Appellants first claim that decedent at the time of his demise was engaged in activities which were outside the scope of his employment and seek to invoke the rule in Matter of Pasquel v. Coverly (4 N Y 2d 28). They assert that decedent’s duties in sales did not include the field of advertising and therefore his association with the Cleworth enterprise was nonbusiness. The record, however, indicates that decedent had a wide latitude in carrying out his duties. His immediate supervisor testified that decedent was authorized to seek out anyone who could have value in selling and that the Cleworth Publishing Company was a valuable contact. Additionally this witness testified that if decedent had submitted a voucher for the dinner at the Cleworth meeting he probably would have honored it. On this state of the record we cannot say there is not substantial evidence on which the board could find decedent was in the course of his employment. Appellants also urge that even if afternoon’s activities were business-related, no business was conducted at *486dinner and therefore decedent was not in the course of employment while proceeding to dinner. It is sufficient in answer to this argument to point out that decedent never arrived at dinner. The hoard, considering the nature of claimant’s employment and the day’s earlier activities, could reasonably find that business would have been conducted at dinner had the decedent arrived.

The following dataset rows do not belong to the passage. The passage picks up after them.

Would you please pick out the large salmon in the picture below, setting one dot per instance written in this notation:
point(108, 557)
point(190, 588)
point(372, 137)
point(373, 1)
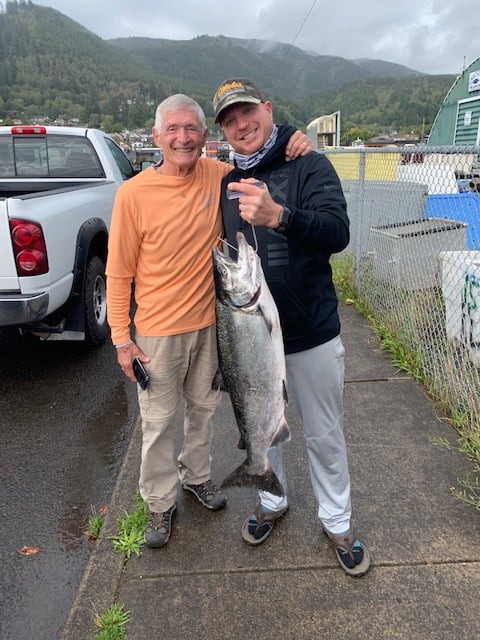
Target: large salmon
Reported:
point(252, 362)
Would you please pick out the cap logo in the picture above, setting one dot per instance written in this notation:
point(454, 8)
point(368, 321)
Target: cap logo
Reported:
point(229, 87)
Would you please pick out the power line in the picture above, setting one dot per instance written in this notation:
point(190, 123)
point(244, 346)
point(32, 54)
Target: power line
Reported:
point(303, 22)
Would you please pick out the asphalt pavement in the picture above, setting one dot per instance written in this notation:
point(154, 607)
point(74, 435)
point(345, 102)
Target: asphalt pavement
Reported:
point(208, 584)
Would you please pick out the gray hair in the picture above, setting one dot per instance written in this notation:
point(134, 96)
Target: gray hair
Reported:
point(176, 103)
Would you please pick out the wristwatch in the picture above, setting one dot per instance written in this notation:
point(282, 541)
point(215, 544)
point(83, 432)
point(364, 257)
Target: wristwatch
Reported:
point(284, 219)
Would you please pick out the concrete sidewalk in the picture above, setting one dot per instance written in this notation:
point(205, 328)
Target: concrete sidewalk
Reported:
point(208, 584)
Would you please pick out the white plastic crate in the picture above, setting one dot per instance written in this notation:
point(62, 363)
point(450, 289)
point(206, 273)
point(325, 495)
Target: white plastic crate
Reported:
point(406, 254)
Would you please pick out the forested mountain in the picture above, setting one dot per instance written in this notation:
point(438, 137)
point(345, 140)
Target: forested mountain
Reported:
point(50, 66)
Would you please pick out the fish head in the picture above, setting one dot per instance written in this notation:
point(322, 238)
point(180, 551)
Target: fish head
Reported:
point(238, 282)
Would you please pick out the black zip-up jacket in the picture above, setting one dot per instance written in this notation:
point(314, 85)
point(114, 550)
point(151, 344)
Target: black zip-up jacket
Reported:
point(296, 263)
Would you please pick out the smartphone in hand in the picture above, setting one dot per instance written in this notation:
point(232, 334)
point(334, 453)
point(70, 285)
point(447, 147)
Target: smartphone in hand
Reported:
point(141, 373)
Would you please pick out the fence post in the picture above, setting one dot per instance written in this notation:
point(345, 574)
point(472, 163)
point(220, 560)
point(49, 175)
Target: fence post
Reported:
point(359, 220)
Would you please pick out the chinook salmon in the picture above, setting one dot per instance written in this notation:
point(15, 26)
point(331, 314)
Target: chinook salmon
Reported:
point(252, 362)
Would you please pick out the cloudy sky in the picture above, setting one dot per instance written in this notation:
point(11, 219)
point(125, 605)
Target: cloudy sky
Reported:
point(433, 36)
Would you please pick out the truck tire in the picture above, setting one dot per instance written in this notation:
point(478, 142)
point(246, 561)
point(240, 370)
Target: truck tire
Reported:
point(95, 299)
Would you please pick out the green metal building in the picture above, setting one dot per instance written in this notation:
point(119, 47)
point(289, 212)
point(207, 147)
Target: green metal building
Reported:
point(458, 119)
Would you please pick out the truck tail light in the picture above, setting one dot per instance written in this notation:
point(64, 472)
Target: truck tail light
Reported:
point(29, 248)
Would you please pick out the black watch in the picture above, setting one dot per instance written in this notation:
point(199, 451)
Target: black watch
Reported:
point(284, 219)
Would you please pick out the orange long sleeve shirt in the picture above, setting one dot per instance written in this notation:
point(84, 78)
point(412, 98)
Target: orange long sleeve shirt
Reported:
point(161, 237)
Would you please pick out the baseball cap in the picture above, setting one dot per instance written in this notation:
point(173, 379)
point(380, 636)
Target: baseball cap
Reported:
point(235, 90)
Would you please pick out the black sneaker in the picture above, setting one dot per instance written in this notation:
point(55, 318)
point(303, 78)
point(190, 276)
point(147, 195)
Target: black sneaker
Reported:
point(207, 494)
point(159, 527)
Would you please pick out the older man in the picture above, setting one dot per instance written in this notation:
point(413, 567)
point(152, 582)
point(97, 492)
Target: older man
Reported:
point(165, 222)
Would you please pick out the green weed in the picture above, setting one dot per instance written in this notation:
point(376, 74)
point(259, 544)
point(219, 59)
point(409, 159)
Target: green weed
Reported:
point(111, 623)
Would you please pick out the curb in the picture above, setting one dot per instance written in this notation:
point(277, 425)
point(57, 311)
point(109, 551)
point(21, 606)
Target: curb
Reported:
point(101, 579)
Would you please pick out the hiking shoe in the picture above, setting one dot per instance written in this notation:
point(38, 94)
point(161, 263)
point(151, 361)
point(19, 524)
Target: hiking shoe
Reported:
point(159, 527)
point(259, 526)
point(207, 494)
point(352, 554)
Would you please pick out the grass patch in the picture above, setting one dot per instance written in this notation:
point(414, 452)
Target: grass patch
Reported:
point(129, 540)
point(111, 623)
point(410, 328)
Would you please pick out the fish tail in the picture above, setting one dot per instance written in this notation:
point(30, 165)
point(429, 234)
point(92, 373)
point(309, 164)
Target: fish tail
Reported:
point(282, 435)
point(267, 481)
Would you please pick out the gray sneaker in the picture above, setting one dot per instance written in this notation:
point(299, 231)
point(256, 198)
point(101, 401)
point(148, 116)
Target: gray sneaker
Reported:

Appellants also argue that death was due solely to intoxication. The presumption afforded by subdivision 4 of section 21 of the Workmen’s Compensation Law against intoxication being the sole cause of an accident is, however, a heavy burden for appellants to overcome (Matter of Shannon v. American Can Co., 278 App. Div. 546, mot. for lv. to opp. den. 303 N. Y. 1016). It is only where all the evidence and reasonable inferences therefrom allow no other reasonable conclusion than that intoxication is the sole cause that we may interfere with the board’s determination (cf., e.g., Matter of McCall v. Wayne Liq. Corp., 19 A D 2d 758; Matter of Segnini v. Roxbury Ski Center, 14 A D 2d 449; Matter of Cliff v. Dover Motors, 11 A D 2d 883, affd. 9 N Y 2d 891; Matter of Scott v. Schaefer & Sons, 3 A D 2d 775). Here the record indicates that decedent drank cocktails prior to and after lunch, that drinks were available on a help yourself basis during the afternoon session at the Cleworth offices and that decedent’s blood contained 0.29% alcohol by weight, an amount which the medical testimony indicated impaired driving ability. Further there is testimony by Bernhard that he did not consider decedent in fit condition to drive and, therefore, refused to ride with him. Additionally the accident occurred as decedent proceeded westerly, the wrong way, down the passing lane of the easterly two lanes of the Merritt Parkway. How he actually came to be there can never be determined with certainty since decedent and his passenger were both killed as a result of the accident. Appellants contend that since he lived in the area and was familiar with the parkway, intoxication is the only answer. It is apparent, however, that the parkway entrances were so constructed that a driver at night could become confused as to which lanes he was entering. There is no evidence that other than being in the wrong lane decedent was improperly operating his vehicle. It is conceivable that decedent did not realize he was on a single direction highway but believed himself on a road in which cars were proceeding in both directions. Thus whether decedent’s entry into and traveling along the wrong lane were a result solely of his intoxicated condition or also resulted in part at least from other factors present in the record was a question within the fact-finding *487power of the hoard and its determination must, therefore, be sustained.
The decision and award should be affirmed.